Post-immunisation gastritis and Helicobacter infection in the mouse:: a long term study

Background and aims-Helicobacter pylori is a major cause of peptic ulcers and gastric cancer. Vaccine development is progressing but there is concern that immunisation may exacerbate Helicobacter induced gastrids: prophylactic immunisation followed by challenge with H felis or H pylori can induce a more severe gastritis in mice than seen with infection alone. The aim of this study was to investigate the relationship between immunity to Helicobacter infection and postimmunisation gastritis. Methods-(1) C57BL/6 mice were prophylactically immunised before challenge with either H felis or H pylori. Histopathology and colonisation were assessed one month post-challenge. (2) C57BL/6 mice were prophylactically immunised against H felis infection and gastritis assessed up to IS months post-challenge. Results-Prophylactic immunisation induced a reduction in bacterial colonisation following H felis challenge which was associated with increased severity of active gastritis with neutrophil infiltration and atrophy. However, immunised mice challenged with H pylori SS1 had little evidence of pathology. Long term follow up showed that post-immunisation gastritis was evident at three months.

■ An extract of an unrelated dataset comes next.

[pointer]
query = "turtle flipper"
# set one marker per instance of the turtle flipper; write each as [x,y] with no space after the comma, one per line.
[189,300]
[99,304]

However, from six months onwards, although immunised/challenged mice still developed gastritis, there was no significant difference between inflammation in these mice and infected controls. Postimmunisation gastritis was not associated with the serum antibody response. Immunisation prevented the formation of secondary lymphoid aggregates in the gastric tissue. Conclusion-The H felis mouse model of post-immunisation gastritis is the most extreme example of this type of pathology. We have shown in this model that postimmunisation gastritis is a transient event which does not produce long term exacerbation of pathology.